Dunford, now serving as Chairman of the Joint Chiefs of Staff at the Pentagon has acknowledged the Navy Review Board’s directive. Dunford’s spokesman said, “General Dunford was pleased to learn about Maj. Galvin’s exoneration and also appreciates his efforts to take care of the Marines from Fox Company.” Commandant Neller added, “We have a system through which Marines can try to remediate actions believed to have been unfair or incorrect. In this case, it seems the system worked as designed, and Maj. Galvin had his record cleared. We all wish him well.”
If these were in fact Dunford’s words, they were only this: underwhelming.
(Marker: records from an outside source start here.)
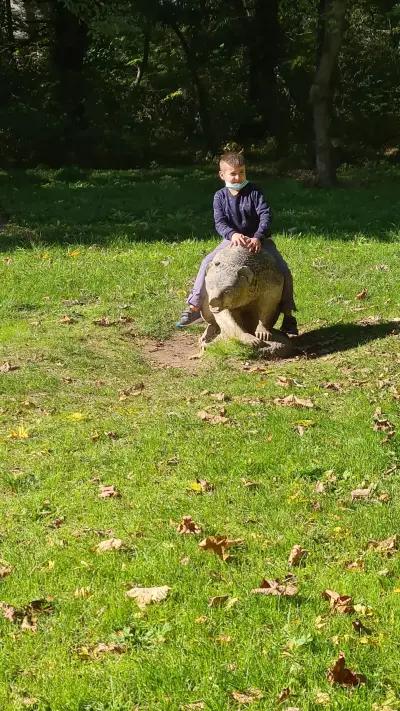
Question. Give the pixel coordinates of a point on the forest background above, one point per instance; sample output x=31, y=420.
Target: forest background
x=137, y=83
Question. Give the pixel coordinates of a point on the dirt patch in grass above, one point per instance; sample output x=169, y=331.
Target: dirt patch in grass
x=176, y=352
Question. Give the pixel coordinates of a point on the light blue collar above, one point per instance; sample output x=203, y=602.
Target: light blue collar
x=236, y=186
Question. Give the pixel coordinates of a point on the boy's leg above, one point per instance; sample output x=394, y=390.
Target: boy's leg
x=196, y=296
x=192, y=313
x=287, y=304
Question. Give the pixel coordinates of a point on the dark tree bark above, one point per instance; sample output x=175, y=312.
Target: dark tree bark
x=330, y=34
x=145, y=57
x=202, y=99
x=70, y=44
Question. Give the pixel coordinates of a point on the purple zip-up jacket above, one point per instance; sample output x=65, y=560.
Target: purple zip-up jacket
x=247, y=213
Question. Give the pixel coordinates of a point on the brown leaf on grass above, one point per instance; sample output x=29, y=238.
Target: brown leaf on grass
x=218, y=600
x=286, y=588
x=146, y=596
x=201, y=486
x=219, y=545
x=8, y=367
x=283, y=695
x=26, y=617
x=5, y=570
x=293, y=401
x=360, y=494
x=382, y=424
x=248, y=696
x=342, y=604
x=187, y=525
x=297, y=554
x=96, y=650
x=387, y=547
x=107, y=491
x=339, y=674
x=214, y=419
x=104, y=321
x=360, y=628
x=132, y=391
x=248, y=484
x=112, y=544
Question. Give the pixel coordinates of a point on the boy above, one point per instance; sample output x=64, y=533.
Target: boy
x=242, y=217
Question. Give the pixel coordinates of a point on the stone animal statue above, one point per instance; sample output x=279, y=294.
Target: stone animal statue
x=243, y=291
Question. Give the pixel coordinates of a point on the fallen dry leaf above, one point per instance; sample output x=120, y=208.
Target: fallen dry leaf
x=146, y=596
x=286, y=588
x=213, y=419
x=8, y=367
x=360, y=494
x=5, y=570
x=297, y=554
x=132, y=391
x=342, y=604
x=293, y=401
x=218, y=600
x=187, y=525
x=201, y=486
x=283, y=695
x=112, y=544
x=248, y=696
x=339, y=674
x=96, y=650
x=387, y=547
x=219, y=545
x=107, y=491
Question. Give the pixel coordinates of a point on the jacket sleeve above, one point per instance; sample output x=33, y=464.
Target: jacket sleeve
x=264, y=212
x=221, y=223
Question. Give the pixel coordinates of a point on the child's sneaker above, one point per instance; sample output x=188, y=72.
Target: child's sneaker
x=188, y=318
x=289, y=326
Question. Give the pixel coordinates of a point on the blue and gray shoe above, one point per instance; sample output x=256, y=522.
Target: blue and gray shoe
x=188, y=318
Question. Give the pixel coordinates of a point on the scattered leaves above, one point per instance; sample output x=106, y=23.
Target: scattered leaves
x=219, y=545
x=187, y=525
x=342, y=604
x=212, y=418
x=297, y=554
x=112, y=544
x=339, y=674
x=201, y=486
x=387, y=547
x=146, y=596
x=293, y=401
x=107, y=491
x=286, y=588
x=248, y=696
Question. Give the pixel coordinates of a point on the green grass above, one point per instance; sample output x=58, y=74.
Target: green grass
x=127, y=244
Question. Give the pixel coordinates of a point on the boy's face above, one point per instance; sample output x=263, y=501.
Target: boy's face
x=232, y=174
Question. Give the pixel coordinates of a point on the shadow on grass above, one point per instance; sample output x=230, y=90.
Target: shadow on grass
x=343, y=336
x=73, y=205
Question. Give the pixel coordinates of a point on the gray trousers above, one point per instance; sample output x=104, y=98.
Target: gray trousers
x=196, y=296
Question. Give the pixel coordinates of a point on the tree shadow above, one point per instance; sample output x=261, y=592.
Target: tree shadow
x=75, y=205
x=343, y=336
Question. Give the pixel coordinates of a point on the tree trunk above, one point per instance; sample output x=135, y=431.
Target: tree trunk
x=145, y=57
x=69, y=48
x=331, y=17
x=202, y=101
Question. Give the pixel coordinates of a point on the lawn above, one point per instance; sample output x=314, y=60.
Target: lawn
x=94, y=267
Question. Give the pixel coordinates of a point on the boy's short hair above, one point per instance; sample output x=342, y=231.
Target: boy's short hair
x=232, y=159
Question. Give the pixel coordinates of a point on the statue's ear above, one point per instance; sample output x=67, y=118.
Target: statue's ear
x=247, y=273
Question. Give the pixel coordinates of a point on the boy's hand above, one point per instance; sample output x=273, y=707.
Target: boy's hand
x=254, y=244
x=238, y=240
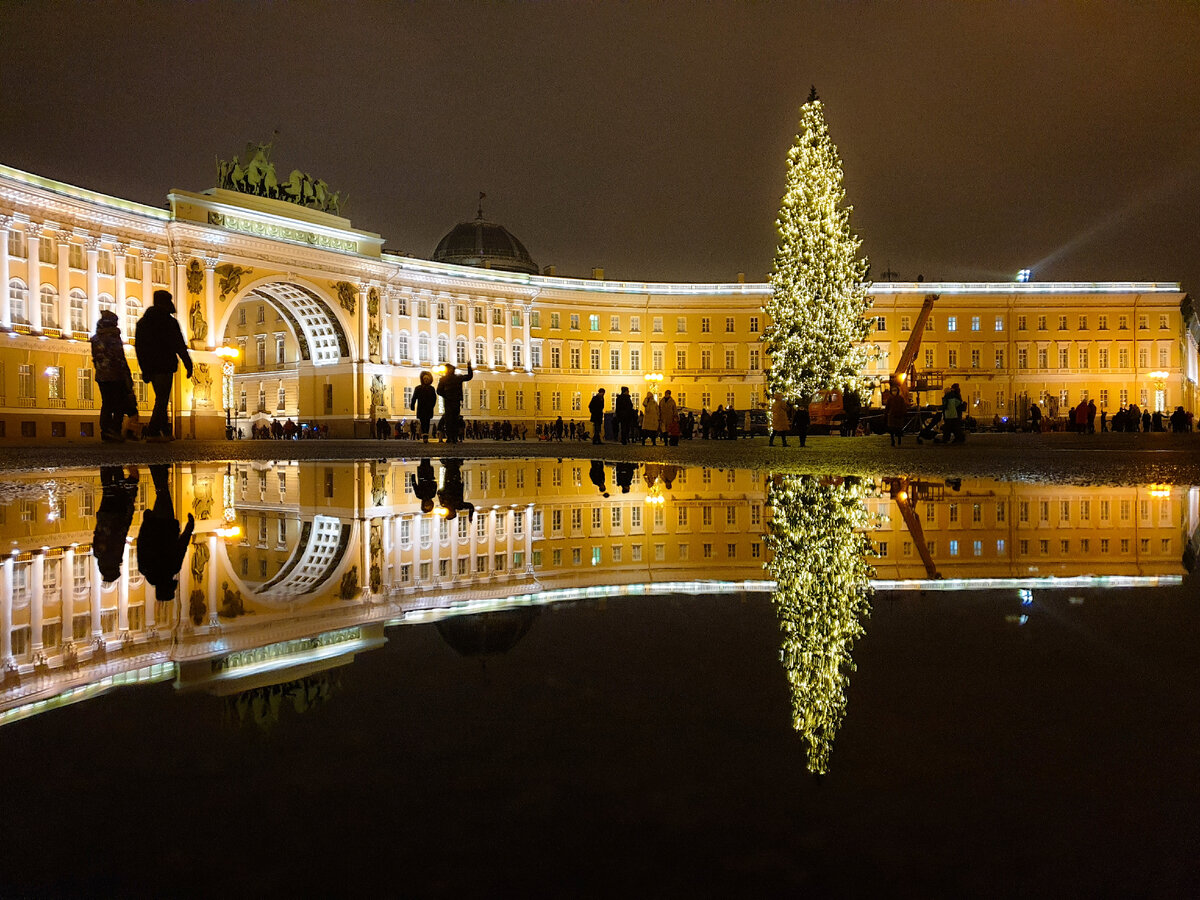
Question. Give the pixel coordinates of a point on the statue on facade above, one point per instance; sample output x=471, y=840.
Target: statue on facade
x=257, y=177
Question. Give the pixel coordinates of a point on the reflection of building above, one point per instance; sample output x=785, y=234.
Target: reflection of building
x=335, y=330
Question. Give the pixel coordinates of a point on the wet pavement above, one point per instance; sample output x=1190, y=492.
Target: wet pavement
x=1095, y=459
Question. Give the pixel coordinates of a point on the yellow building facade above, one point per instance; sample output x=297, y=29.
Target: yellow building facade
x=331, y=329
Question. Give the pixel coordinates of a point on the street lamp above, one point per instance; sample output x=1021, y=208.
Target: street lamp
x=228, y=354
x=1159, y=379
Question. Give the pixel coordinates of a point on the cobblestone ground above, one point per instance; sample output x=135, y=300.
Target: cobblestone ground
x=1093, y=459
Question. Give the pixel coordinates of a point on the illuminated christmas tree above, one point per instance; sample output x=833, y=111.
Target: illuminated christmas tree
x=819, y=559
x=819, y=300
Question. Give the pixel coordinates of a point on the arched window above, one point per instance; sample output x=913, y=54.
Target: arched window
x=17, y=297
x=49, y=306
x=78, y=311
x=132, y=313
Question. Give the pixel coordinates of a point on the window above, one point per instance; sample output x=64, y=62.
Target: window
x=17, y=295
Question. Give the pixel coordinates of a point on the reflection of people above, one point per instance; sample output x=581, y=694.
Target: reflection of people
x=160, y=341
x=450, y=390
x=625, y=475
x=425, y=400
x=597, y=474
x=451, y=490
x=425, y=485
x=161, y=547
x=113, y=519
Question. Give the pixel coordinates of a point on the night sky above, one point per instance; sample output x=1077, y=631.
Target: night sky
x=649, y=138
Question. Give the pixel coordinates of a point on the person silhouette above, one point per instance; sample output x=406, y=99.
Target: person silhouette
x=425, y=485
x=161, y=545
x=114, y=516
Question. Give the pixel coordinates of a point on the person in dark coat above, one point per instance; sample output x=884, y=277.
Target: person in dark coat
x=595, y=409
x=425, y=485
x=625, y=415
x=113, y=519
x=114, y=378
x=160, y=342
x=450, y=390
x=161, y=546
x=802, y=419
x=425, y=401
x=451, y=493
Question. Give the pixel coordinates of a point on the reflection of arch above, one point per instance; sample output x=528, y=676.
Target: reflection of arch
x=322, y=334
x=316, y=558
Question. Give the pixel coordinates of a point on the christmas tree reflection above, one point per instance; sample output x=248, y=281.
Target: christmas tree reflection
x=819, y=558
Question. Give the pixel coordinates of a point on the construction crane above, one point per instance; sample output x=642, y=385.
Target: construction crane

I can’t speak for the Army leadership, but I can say something about the Marines. From Amos on, the Marine Corps’ senior leadership has established a new low record of performance. They’d better get this fixed because if we allow this squalid condition to fester, no one with a strong warrior ethos will ever want to serve as Marine, or in any outfit that won’t back up their combat leaders. Mere platitudes twelve years after the fact doesn’t cut it.
- Military Times, Task Force Violent: The unforgiven (and five-part series), Andrew deGrandpre, 4 March 2015
- LA Times: For a Marine Unit, the battle to restore reputation goes on, David Zucchino, 14 June 2015
- NewsRep:The Untold Story of the Leadership that Failed MARSOC Fox Company: Ambushed (and five-part series), Nick Coffman, 29 March 2016
- The Washington Post, The Marines were falsely accused of war crimes. Twelve years later, they have vindication, Andrew deGrandpre. 31 January 2019
Acknowledgment: My sincere thanks to former Marine Corps staff sergeant Carol Martin, who now serves Marines in her capacity as a Defense Investigator, who edited and offered advice concerning this article. Additionally, my deep appreciation to Major Paul Webb Chapman USMC (Retired) for taking the time to read this post and offer suggestions, which I have incorporated.
 Eventually achieved 3-star rank
 Member of the USMC Reserve (1952-1990), one of the “congressional colonels.”
 There is little doubt that these Marines behaved in a despicable way, and yet, few others have walked a mile in their shoes. Combat does things to people. We ought to worry about the effects of sending our young men into a war zone, particularly when there has never been a credible effort to win that war. In any case, the behavior of these Marines was regrettable, and they ought to have been punished at nonjudicial proceedings, not “crushed” as their commandant suggested.